DW, who could teach graduate courses in shopping (she has been known to come back from a grocery run with MORE money than she left with) informs me that on her last trip, in case quantities, a bottle of beer was actually selling for LESS than a bottle of water — and not only the Bud Lite. She hasn’t seen that much of a market deformation since eggs were selling for 80¢/dozen.

    Basic Econ 101. Fixed costs and variable costs. Unless Bud does something dramatic long-term, their fixed costs are unchanged regardless of how many bottles they sell. If they just turn off the tap, every fixed cost dollar is pure loss. So slashing prices into the red may actually net them less of a rolling disaster than stopping if you calculate it (i.e. shutdown=10b in loss, massive price cutting =5b in loss, using random numbers for example) They’ve got the deep pockets to ride this one out (hopefully) until memory fades and a new ad agency comes forth with a new ad series. Perhaps the Bud Knight II.

      CommoChief in reply to georgfelis. | June 5, 2023 at 4:38 pm

      Maybe but that’s not all of the problems. The distributors/sales folks are getting hammered with loss of income off previously reliable bud light. The length of time this has gone on may end up costing bud light not only prominent shelf space in retail locations but reduced shelf space going forward. Retailers will reallocate the shelf space to get product out the door and that probably means less shelf space for bud light and more for Coors, Modelo and Yuengling.

henrybowman | June 5, 2023 at 8:31 pm

You are optimistic.
I suspect reports of ESG receding at this time are greatly exaggerated.

    Content in reply to henrybowman. | June 6, 2023 at 2:42 pm

    You are correct this is nothing but a tactical retreat. They have probably changed the rating somewhat behind the scenes in order to account for the businesses so they can continue to suck the Fink and finks off.

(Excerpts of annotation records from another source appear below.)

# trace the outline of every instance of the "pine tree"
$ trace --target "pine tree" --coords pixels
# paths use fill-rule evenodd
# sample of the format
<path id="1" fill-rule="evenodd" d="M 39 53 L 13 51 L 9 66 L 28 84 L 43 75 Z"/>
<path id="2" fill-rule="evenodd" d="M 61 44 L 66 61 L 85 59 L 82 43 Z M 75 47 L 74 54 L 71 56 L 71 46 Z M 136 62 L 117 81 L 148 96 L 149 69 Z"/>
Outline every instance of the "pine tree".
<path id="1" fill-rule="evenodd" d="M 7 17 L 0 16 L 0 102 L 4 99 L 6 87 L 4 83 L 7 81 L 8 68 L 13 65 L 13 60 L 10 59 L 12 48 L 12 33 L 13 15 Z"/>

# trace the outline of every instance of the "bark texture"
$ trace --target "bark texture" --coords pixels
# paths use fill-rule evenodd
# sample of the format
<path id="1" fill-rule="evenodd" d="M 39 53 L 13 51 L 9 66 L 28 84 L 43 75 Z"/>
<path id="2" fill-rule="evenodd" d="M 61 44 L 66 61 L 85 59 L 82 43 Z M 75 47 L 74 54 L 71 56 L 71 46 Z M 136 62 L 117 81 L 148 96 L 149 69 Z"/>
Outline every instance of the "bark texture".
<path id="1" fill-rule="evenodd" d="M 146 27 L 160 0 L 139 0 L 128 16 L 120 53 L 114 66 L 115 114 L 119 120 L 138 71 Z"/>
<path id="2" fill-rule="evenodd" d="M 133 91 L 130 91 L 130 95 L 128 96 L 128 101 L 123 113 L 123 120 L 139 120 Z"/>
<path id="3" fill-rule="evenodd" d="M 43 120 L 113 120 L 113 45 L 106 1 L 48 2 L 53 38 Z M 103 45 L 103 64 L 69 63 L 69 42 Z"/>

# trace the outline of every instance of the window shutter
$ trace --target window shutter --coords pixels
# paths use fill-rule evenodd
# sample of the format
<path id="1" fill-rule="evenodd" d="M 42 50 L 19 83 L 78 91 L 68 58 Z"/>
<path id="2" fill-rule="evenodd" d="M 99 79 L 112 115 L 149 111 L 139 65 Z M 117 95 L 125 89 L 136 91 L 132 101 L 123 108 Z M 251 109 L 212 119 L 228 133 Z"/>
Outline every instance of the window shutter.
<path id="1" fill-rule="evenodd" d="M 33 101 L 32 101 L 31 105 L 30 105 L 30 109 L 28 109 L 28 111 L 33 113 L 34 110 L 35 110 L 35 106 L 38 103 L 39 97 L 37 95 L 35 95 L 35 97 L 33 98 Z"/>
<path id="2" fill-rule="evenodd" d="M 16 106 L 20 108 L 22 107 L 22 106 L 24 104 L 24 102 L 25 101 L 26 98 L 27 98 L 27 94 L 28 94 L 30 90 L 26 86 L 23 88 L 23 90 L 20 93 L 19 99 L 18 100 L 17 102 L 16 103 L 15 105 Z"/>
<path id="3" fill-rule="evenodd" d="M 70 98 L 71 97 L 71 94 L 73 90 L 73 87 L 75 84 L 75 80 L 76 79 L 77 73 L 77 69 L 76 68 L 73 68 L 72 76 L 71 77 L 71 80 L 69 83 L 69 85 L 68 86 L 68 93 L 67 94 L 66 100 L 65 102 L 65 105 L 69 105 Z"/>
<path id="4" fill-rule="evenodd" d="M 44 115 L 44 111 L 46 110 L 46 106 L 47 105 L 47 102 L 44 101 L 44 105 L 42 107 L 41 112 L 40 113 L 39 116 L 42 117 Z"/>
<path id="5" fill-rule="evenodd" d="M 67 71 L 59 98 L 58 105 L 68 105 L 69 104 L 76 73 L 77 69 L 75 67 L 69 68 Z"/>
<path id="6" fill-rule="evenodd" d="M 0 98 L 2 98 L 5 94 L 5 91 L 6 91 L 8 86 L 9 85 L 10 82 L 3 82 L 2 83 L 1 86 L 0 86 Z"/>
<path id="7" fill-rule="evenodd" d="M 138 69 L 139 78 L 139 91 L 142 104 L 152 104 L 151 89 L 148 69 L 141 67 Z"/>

Capitalist-Dad | June 6, 2023 at 9:13 am

Serving “stakeholders” instead of “shareholders” has been a feature in corporation Annual Reports for decades as an excuse for lazy, incompetent, and spineless managers not to maximize return to investors. The only difference now is ESG formalizes the shareholders as second class citizens instead of making them intuit it from the virtue signaling buzzwords of the past.

The real danger of climate change is giving government to power to control every aspect of our lives will result in a progressive fascist tyranny. Better to accept whatever the consequences of climate change than the certainty of tyranny. Especially when we see that Democrats have no respect for our constitution, laws and way of life. Fighting climate change would allow them to fundamentally change our country into a tyranny like the USSR and just as evil.

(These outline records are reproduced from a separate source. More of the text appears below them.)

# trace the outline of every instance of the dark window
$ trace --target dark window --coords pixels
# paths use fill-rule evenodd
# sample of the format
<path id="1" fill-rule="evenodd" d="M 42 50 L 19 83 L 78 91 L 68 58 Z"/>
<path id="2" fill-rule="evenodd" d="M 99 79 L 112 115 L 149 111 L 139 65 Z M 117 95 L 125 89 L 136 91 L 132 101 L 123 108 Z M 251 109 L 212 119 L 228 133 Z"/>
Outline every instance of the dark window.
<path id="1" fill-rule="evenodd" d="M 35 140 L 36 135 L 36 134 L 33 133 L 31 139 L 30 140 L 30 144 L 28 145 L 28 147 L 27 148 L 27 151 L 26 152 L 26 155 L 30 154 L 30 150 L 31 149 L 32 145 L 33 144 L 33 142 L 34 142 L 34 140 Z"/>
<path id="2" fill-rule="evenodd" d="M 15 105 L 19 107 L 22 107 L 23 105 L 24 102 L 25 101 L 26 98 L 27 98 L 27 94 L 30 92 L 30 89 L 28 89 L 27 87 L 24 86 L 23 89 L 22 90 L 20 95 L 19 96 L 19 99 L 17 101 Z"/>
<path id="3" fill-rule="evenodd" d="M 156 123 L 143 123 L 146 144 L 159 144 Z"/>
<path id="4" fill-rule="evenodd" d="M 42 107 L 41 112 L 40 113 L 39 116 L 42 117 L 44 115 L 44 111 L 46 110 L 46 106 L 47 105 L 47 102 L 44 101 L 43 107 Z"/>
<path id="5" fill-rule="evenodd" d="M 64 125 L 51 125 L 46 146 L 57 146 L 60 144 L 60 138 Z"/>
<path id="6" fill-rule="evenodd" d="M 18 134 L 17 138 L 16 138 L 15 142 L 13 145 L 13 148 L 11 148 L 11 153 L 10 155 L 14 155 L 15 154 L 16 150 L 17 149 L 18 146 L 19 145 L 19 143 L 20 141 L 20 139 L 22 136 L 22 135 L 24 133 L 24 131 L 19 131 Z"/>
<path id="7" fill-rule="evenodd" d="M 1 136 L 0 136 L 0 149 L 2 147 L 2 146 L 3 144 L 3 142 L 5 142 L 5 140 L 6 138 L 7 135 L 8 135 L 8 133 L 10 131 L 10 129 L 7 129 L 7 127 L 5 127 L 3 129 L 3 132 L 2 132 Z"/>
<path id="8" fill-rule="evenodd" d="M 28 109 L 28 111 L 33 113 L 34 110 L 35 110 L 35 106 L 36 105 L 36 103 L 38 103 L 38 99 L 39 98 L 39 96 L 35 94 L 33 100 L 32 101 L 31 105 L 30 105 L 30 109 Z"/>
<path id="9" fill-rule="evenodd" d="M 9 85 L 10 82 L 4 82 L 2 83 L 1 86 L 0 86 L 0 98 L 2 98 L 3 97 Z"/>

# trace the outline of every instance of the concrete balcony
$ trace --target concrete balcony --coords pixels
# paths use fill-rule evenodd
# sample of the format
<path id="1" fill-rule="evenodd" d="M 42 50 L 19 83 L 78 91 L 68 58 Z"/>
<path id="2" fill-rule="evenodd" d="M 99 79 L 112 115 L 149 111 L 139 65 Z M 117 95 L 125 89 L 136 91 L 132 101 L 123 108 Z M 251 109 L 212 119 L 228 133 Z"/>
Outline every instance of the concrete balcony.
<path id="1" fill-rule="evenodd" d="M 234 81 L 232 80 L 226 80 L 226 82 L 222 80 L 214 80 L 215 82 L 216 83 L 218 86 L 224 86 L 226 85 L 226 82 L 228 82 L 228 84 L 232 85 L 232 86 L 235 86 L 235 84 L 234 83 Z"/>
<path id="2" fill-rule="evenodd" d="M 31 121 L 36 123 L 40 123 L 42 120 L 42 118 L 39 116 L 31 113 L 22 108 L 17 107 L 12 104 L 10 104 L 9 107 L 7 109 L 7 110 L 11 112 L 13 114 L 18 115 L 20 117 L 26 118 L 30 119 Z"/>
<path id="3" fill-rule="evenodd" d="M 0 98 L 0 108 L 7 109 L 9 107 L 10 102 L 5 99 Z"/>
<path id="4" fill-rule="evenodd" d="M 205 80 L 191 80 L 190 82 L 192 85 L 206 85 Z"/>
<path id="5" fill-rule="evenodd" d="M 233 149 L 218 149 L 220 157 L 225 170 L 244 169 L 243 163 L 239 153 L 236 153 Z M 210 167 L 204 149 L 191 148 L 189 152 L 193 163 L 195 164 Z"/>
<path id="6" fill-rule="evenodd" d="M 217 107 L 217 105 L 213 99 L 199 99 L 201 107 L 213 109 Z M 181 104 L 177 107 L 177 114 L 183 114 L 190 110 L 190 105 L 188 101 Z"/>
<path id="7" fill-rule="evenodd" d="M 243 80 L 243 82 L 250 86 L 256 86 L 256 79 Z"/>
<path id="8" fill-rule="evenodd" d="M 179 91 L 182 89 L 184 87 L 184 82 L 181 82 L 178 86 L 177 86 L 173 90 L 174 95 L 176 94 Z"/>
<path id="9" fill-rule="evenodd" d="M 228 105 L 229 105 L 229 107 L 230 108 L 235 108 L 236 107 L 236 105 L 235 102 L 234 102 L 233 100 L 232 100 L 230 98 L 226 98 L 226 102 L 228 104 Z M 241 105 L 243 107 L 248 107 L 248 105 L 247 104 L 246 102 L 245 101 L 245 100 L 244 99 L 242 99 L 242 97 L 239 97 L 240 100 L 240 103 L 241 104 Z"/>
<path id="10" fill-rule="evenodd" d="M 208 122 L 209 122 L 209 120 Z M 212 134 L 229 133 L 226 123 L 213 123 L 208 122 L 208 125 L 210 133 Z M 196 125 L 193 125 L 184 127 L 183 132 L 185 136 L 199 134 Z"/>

ESG ratings are supposed to guide investors, and their money, toward ethical enterprises. But Big Tobacco has lapped Tesla in the ESG ratings race more than once: Sustainalytics, a widely used ESG ratings tool, gives Tesla a worse score than Altria, one of the largest tobacco producers in the world. And the London Stock Exchange gives British American Tobacco an ESG score of 94—the third highest of any company on the exchange’s top share index—while Tesla earns a middling 65.

How could cigarettes, which kill over eight million people each year, be deemed a more ethical investment than electric cars? It may have something to do with the tobacco industry’s embrace of corporate progressivism.

How Tobacco Companies Are Crushing ESG Ratings

Companies like Altria have gone out of their way to emphasize the diversity of their corporate boards and the breadth of their social justice initiatives, from funding minority businesses to promoting transgender women in sports. But Tesla, whose executives are overwhelmingly white men, has resisted that bandwagon, going so far as to fire its top LGBT diversity officer last year.